Pearson: But let's not get overly enthused, you're saying, let's maybe lock something in if we can.

Golly: Right, capture some profitability while you can.

Pearson: Alrighty, about what level do you want to do that?

Golly: Well, we think cash will rally up to the sixty dollar level and I think, you know, you've got to look right around that area to lock some profitability in.

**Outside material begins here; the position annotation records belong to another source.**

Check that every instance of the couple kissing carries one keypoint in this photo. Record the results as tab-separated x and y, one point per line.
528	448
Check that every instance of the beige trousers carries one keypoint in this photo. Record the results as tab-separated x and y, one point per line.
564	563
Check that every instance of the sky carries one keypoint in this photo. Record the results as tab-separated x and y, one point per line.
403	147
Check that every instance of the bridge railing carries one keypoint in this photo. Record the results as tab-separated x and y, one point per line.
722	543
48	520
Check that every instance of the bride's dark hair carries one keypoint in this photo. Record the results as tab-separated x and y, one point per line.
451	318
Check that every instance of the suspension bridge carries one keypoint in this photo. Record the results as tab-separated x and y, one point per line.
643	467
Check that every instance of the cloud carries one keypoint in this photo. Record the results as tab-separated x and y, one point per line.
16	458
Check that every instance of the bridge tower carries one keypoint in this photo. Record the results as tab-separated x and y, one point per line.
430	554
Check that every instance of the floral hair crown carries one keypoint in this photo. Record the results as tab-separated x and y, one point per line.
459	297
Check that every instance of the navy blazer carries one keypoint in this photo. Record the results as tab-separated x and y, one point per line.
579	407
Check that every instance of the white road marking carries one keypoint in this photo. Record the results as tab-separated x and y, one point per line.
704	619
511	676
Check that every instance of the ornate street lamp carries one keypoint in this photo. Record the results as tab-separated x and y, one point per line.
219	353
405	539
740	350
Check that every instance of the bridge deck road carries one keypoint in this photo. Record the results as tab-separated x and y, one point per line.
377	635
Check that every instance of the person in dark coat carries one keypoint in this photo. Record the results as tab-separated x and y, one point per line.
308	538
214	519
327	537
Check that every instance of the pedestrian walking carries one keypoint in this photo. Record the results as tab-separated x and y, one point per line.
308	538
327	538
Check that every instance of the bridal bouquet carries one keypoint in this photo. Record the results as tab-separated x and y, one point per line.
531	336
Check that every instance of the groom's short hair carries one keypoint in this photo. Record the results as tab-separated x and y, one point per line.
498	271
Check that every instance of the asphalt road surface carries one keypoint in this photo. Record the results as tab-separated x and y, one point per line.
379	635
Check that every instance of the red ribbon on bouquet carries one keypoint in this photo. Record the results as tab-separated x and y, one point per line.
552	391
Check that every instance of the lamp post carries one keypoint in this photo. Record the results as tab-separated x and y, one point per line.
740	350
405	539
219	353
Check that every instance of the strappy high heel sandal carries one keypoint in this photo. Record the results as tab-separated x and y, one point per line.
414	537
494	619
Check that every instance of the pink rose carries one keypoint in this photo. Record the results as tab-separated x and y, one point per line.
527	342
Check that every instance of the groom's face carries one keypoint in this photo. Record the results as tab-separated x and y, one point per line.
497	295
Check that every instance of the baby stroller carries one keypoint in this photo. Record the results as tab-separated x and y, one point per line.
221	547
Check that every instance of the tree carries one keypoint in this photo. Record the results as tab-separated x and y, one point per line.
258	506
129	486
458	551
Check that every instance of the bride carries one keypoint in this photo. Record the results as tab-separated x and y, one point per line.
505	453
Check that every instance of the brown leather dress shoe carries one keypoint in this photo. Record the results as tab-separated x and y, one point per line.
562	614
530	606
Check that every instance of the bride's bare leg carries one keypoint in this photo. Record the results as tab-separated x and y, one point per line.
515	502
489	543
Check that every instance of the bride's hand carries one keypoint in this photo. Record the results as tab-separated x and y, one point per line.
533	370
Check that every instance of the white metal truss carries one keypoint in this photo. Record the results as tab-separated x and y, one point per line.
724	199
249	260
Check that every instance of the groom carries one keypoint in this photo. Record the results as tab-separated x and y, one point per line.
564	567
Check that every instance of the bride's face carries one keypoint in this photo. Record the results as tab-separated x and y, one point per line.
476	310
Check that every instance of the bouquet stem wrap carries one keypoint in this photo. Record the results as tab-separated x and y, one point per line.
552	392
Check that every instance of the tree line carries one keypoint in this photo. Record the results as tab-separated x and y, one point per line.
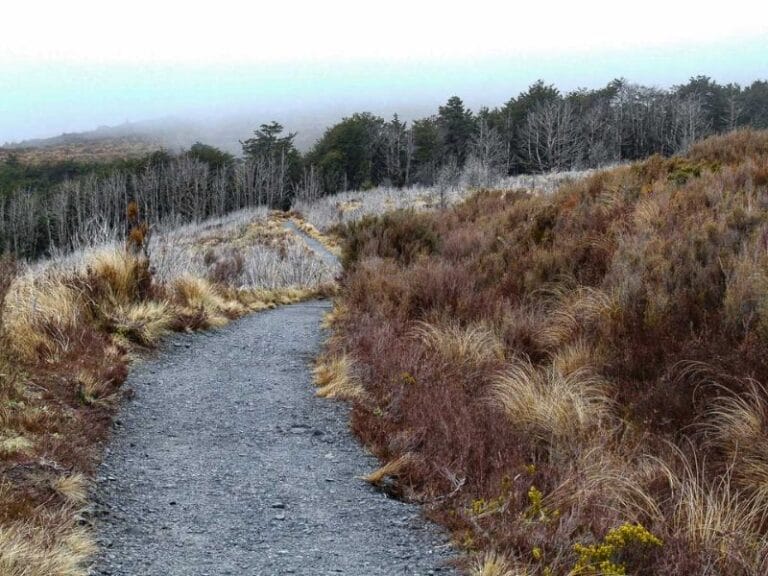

Pearson: Sixty bucks should work with the cheap corn that we're talking about and cheap soybean meal. Darin Newsom is with us too. And, Darin, we talked about soybeans and it seems like that is all I hear people talking about is soybeans. Now, you had some insights on the soybean market and what you thought might occur. There is some concern about what acreage might amount to with soybeans. But there also is a lot of producers out there, they're watching the South America crop, they're really plugged into what is happening down there and that looks awfully good.

Darin Newsom: They really are and this week we got word that the harvest, early harvest had started in Matto Grasso there in Brazil. So, I mean, I was visiting with one of the guys on the floor and he said, our window of opportunity for a rally may be slamming quickly. The U.S. producer is very interested in what is going on down there. They watch the South American weather forecast. We're seeing -- we're getting more headlines of rust coming out of Argentina now. So, this rust issue is not going to go away. You know, Argentina really didn't have to battle it that hard last year. It was more of a Brazilian problem now, both cases have popped up in both Brazil and Argentina. So, this is going to be something that is very interesting next year. How many acres is it going to switch? Right now we're talking -- we're hearing talk about one and a half to two million acres possibly. Again, basically due to the cost and just not wanting to fight the problem. It's going to be very -- it's going to be a very interesting discussion as we head through the spring and as we set our sights on the prospective planning report at the end of March.

Pearson: Mm-hmm, that is going to be an indicator. Of course, by then this Brazilian crop will be just about close to being in the bin.

Newsom: We'll have a good idea of what it is. You know, last year we continued to see for both weather and disease problems. We saw the South American crop just continue to decrease in the projections of its size. A situation like that this year could, you know, it could spark another bullish -- another bull run. I'm not going to say it's going to be similar to what we saw last year but all the fuel is there. Yes, we've got a huge supply domestically but there is an enormous demand. And if we can continue to see exports stay at a solid pace and if we continue to see the U.S. dollar and ocean freights coming down we could have another good export year.

Pearson: Okay, so don't get a hurry on moving those, at least those '05 beans?

Newsom: Probably not yet, no.

Pearson: Excellent, alright Darin, thank you so much. Erin, thank you so much. That will wrap up the 2004 edition of Market to Market. Thanks for being here at our Market Plus page. For all of us here on Market to Market have a great new year.